Pour répondre, il faut commencer par une mise au point lexicale. Au tournant du siècle, la notion d’individualisme recouvre en effet plusieurs acceptions à la fois poreuses et bien différenciées. Il s’agit d’abord de l’individualisme de la Déclaration des droits de l’homme, tel que le défendent les républicains de la IIIe République, notamment dans l’affaire Dreyfus. C’est l’individualisme de Durkheim ou de Renouvier : non un individualisme du repli, mais un principe philosophique qui contraint toute pensée et toute action politiques à admettre pour valeur première la personne humaine dans toute sa dignité.
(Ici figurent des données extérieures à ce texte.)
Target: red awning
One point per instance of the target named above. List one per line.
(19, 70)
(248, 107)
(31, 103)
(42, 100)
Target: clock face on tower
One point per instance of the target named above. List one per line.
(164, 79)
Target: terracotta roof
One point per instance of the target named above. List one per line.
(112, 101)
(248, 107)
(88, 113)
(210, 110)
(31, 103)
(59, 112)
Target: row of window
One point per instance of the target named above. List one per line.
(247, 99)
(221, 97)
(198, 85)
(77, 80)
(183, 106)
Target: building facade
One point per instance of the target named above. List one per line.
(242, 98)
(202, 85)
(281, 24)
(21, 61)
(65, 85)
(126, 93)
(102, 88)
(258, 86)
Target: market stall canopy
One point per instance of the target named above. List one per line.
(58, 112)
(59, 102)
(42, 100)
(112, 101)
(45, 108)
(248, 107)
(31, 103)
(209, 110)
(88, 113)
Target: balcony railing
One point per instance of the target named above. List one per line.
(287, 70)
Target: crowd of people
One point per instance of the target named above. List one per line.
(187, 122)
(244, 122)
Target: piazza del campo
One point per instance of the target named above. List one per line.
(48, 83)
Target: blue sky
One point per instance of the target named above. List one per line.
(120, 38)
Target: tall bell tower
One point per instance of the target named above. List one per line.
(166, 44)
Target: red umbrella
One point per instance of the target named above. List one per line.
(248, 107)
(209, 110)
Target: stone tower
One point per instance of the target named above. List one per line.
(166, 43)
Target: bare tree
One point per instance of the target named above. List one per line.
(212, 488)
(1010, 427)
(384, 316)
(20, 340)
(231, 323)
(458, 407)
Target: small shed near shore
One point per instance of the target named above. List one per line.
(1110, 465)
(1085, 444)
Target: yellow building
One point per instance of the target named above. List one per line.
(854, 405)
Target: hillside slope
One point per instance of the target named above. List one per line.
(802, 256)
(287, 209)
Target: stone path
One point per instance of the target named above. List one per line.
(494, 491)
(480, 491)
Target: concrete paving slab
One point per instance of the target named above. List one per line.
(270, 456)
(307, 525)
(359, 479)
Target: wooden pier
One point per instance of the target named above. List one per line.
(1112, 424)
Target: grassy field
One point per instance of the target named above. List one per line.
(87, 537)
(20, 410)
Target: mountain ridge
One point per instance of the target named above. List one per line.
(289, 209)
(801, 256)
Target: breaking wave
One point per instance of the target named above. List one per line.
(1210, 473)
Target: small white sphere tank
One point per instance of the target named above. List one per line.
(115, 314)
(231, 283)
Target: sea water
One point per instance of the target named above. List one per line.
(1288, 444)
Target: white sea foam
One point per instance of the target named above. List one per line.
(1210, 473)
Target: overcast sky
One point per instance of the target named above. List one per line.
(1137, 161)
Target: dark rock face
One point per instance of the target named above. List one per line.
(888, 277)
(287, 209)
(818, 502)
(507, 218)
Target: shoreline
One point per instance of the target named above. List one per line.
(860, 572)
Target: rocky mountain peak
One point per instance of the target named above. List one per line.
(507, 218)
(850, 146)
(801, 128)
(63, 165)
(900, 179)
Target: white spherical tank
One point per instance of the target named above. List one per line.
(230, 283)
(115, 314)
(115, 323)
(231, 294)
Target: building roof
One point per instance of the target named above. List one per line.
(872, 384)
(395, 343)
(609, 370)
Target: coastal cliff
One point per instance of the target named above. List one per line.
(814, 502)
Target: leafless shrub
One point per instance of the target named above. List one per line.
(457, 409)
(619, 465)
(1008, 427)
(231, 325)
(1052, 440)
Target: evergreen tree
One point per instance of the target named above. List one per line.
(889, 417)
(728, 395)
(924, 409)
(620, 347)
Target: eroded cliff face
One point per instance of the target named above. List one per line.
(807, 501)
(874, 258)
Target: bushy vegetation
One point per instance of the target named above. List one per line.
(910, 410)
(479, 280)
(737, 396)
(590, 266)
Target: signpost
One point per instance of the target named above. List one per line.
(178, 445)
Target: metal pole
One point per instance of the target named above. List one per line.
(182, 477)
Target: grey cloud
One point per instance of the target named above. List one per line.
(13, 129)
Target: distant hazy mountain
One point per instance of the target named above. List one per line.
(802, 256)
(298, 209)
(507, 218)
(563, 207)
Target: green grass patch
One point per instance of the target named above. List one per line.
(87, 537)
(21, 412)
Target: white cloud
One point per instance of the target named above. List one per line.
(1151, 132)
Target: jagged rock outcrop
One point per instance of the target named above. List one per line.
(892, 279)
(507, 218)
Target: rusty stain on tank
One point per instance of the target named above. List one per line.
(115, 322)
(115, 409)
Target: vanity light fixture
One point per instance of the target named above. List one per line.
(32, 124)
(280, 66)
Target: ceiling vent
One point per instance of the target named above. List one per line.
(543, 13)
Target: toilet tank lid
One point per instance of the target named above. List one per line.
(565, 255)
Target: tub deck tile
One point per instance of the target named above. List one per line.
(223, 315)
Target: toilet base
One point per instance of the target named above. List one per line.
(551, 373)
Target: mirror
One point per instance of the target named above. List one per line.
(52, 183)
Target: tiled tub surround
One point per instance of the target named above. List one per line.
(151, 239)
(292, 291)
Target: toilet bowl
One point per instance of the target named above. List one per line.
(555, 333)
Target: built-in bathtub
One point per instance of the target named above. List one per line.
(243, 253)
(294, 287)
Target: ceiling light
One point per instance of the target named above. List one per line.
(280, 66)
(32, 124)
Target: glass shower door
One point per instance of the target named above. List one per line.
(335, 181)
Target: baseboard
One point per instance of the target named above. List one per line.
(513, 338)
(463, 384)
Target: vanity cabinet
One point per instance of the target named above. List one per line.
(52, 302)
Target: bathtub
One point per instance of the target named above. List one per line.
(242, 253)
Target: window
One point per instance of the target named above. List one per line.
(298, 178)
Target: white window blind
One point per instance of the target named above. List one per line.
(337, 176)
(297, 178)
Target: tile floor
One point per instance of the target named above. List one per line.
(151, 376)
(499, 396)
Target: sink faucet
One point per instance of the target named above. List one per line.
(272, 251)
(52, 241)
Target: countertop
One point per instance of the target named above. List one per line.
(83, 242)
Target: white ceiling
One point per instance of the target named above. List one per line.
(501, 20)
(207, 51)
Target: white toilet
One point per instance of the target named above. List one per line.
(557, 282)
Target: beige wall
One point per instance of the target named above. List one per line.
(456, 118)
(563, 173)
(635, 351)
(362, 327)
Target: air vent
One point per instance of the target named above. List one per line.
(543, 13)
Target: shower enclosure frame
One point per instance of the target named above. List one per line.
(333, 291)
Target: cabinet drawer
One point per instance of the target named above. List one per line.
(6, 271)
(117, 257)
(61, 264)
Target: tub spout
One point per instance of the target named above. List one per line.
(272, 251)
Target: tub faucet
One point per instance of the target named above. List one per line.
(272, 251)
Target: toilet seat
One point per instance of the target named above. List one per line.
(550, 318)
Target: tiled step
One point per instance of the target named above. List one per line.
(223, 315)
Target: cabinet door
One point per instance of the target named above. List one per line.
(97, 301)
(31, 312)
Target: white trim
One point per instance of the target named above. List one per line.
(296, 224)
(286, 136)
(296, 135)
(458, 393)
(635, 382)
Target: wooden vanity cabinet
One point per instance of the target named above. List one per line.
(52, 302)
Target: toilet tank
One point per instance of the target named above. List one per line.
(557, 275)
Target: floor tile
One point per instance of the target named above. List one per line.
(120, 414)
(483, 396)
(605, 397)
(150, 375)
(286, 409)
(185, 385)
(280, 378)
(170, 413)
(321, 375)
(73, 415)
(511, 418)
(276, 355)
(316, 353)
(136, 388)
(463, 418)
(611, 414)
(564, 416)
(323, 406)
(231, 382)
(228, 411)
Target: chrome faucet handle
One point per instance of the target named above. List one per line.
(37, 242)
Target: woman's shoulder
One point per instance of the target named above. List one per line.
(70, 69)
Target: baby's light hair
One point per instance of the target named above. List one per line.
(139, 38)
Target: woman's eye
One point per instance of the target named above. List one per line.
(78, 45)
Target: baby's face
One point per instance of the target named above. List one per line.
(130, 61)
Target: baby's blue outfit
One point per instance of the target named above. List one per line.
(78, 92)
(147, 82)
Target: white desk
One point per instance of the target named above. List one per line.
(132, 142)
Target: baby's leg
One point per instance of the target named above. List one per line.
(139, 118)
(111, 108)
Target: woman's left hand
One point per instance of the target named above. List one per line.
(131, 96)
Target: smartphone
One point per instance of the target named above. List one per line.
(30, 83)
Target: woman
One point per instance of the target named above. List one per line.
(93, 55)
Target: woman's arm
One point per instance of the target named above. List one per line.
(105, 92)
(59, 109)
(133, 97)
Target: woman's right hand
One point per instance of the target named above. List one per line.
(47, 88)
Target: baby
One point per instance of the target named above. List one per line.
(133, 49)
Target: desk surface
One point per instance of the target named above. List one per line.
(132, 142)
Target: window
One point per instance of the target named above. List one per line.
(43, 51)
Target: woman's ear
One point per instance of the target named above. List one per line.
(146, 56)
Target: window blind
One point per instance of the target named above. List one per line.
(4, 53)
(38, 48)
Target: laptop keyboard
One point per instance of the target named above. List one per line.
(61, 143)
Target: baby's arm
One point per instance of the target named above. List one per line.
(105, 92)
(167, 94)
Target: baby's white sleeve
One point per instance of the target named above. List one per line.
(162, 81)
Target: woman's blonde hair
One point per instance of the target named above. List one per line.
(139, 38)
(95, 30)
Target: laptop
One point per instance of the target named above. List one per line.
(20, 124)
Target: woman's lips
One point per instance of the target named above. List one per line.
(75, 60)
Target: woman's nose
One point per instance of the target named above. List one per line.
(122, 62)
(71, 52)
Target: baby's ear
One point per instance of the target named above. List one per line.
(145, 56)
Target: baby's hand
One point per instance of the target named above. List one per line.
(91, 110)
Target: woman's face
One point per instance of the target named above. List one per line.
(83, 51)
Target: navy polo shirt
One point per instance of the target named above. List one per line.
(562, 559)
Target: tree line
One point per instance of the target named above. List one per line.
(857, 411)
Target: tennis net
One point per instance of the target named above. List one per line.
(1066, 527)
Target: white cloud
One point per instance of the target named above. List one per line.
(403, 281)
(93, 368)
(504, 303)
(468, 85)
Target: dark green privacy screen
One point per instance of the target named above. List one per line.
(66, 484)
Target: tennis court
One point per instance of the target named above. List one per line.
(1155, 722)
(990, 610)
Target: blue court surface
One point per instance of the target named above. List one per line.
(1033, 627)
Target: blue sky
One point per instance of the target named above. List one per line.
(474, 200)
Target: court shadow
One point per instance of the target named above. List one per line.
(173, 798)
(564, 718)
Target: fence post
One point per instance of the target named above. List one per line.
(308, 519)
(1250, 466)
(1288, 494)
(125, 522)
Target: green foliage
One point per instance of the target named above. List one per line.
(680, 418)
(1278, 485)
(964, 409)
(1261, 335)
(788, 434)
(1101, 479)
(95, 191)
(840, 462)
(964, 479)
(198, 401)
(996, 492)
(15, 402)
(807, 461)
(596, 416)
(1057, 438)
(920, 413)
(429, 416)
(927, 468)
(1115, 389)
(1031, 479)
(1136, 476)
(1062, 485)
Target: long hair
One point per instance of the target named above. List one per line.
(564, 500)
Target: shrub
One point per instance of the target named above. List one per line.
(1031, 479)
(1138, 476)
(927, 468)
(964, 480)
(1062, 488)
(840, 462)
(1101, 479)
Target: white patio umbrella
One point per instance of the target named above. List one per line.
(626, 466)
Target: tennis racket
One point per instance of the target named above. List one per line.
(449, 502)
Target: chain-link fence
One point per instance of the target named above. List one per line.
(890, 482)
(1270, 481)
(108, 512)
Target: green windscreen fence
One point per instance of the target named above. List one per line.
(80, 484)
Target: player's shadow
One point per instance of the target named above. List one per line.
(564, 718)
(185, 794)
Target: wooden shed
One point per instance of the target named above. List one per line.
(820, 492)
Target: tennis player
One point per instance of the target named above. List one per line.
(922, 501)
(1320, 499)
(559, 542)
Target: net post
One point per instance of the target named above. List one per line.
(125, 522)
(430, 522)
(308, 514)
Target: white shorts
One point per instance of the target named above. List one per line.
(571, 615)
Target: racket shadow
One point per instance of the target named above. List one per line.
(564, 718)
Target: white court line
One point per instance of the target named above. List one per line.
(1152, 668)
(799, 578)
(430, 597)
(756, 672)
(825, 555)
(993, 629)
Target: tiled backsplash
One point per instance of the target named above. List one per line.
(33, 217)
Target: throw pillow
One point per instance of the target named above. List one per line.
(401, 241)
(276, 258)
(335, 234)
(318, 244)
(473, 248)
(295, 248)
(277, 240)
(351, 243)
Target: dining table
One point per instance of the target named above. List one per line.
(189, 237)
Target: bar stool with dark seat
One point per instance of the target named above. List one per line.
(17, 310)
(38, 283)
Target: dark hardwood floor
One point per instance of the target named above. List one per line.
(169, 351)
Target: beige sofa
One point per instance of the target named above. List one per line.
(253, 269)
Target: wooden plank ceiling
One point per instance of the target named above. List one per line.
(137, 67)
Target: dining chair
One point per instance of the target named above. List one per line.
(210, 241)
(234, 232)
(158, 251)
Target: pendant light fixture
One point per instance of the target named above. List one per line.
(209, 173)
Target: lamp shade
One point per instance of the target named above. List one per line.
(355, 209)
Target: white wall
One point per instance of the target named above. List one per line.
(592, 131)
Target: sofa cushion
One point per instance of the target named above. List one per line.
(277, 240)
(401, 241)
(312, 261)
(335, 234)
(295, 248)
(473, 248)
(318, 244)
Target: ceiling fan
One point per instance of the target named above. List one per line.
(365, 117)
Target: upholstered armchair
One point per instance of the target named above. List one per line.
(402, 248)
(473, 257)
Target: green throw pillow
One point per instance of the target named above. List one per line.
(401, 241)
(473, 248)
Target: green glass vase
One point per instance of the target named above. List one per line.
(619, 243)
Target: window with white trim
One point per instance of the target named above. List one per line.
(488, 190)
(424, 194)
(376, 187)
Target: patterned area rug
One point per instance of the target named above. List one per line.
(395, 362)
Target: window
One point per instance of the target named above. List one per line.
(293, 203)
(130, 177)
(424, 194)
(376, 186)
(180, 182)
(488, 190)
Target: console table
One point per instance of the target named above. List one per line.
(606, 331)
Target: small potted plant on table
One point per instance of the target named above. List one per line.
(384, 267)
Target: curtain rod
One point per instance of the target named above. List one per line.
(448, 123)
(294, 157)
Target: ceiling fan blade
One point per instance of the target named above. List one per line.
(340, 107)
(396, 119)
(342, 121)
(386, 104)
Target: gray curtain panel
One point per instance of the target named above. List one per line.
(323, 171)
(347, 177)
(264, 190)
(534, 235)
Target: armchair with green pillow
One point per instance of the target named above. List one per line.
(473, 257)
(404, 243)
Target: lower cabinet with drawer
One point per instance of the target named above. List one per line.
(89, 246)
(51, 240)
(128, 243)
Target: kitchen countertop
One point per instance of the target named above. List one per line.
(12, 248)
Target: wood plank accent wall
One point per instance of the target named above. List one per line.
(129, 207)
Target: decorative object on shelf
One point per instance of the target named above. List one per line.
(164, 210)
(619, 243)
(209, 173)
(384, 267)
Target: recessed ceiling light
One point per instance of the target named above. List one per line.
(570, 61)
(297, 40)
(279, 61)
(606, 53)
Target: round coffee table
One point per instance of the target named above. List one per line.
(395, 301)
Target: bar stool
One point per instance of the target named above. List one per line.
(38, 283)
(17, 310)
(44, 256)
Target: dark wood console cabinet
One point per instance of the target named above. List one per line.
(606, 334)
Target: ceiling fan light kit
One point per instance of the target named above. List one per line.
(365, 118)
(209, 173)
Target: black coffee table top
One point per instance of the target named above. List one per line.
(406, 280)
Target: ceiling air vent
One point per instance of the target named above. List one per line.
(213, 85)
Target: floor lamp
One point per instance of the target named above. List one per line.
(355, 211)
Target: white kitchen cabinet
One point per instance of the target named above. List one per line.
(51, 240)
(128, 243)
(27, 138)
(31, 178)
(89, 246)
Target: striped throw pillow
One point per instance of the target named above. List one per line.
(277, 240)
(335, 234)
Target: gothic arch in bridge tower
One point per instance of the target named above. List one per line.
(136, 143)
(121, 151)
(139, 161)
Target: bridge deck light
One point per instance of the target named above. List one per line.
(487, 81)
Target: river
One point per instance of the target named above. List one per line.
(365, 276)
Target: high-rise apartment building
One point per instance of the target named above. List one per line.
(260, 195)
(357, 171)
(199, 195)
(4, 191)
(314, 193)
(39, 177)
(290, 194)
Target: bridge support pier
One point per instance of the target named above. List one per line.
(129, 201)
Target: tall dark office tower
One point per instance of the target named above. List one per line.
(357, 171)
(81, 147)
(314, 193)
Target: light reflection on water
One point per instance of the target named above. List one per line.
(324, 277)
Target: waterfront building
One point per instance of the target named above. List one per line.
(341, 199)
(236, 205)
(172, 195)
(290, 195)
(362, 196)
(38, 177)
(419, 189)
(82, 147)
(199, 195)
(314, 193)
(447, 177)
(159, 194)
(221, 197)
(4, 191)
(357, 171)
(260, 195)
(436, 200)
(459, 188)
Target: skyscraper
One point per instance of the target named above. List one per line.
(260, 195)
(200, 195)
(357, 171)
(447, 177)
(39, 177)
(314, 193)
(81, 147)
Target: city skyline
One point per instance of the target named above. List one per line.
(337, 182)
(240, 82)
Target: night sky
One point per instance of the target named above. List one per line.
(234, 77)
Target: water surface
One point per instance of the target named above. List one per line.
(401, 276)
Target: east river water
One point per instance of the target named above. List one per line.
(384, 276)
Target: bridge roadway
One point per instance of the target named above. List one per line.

Dans la polémique, les antidreyfusards reprochent ainsi aux « intellectuels », ces lettrés nouvelle manière, de se laisser égarer par un tel individualisme, qui les conduit à négliger l’État, la nation, la collectivité2.

L’anarchisme individualiste, quant à lui, en vogue également dans cette période, peut se subdiviser en deux tendances assez divergentes. La première, dans la lignée de Proudhon, consiste à défendre l’individu contre toute forme d’autorité, mais intègre malgré tout cette défense de l’individu à une vision sociale égalitaire, « communiste », comme chez Kropotkine ou chez Jean Grave. Ceux qui se réclament de cette tradition tendent alors à se démarquer d’une autre sensibilité, se réclamant également de l’anarchisme mais assumant, elle, une forme de repli, d’élitisme voire de sédition. Cette dernière option individualiste s’épanouit dans les milieux « esthètes » ou « artistes », sous l’influence de Nietzsche, qui connaît alors une grand vogue, ainsi que de Max Stirner, qu’on redécouvre à l’époque – deux traductions en français de L’unique et sa propriété paraissent en 1900, l’une chez Stock, l’autre aux Éditions de La Revue Blanche. Si l’on suit le théoricien de l’individualisme Georges Palante, qui publie dans ces années toute une série d’ouvrages sur le sujet, ce dernier cas de figure relève de la « sensibilité individualiste », d’un « individualisme psychologique », qu’il faut distinguer de « l’individualisme économique » aussi bien que de « l’individualisme politique », même dans sa version anarchiste3. L’histoire de ce dernier individualisme sera beaucoup plus littéraire que doctrinale, et nous trouvons ses figures tutélaires en Vigny, Stendhal ou Baudelaire, plutôt qu’en Proudhon ou Bakounine. Cet individualisme est à bien des égards la version outrée de l’individualisme romantique : une vision tragique de l’existence, un attachement à des figures héroïques, dont celle de l’auteur, une fascination pour le moi, enfin, qui n’a plus tout à fait, à la fin du siècle, les accents lyriques du romantisme le plus franc, mais qui régit plus que jamais la vie littéraire.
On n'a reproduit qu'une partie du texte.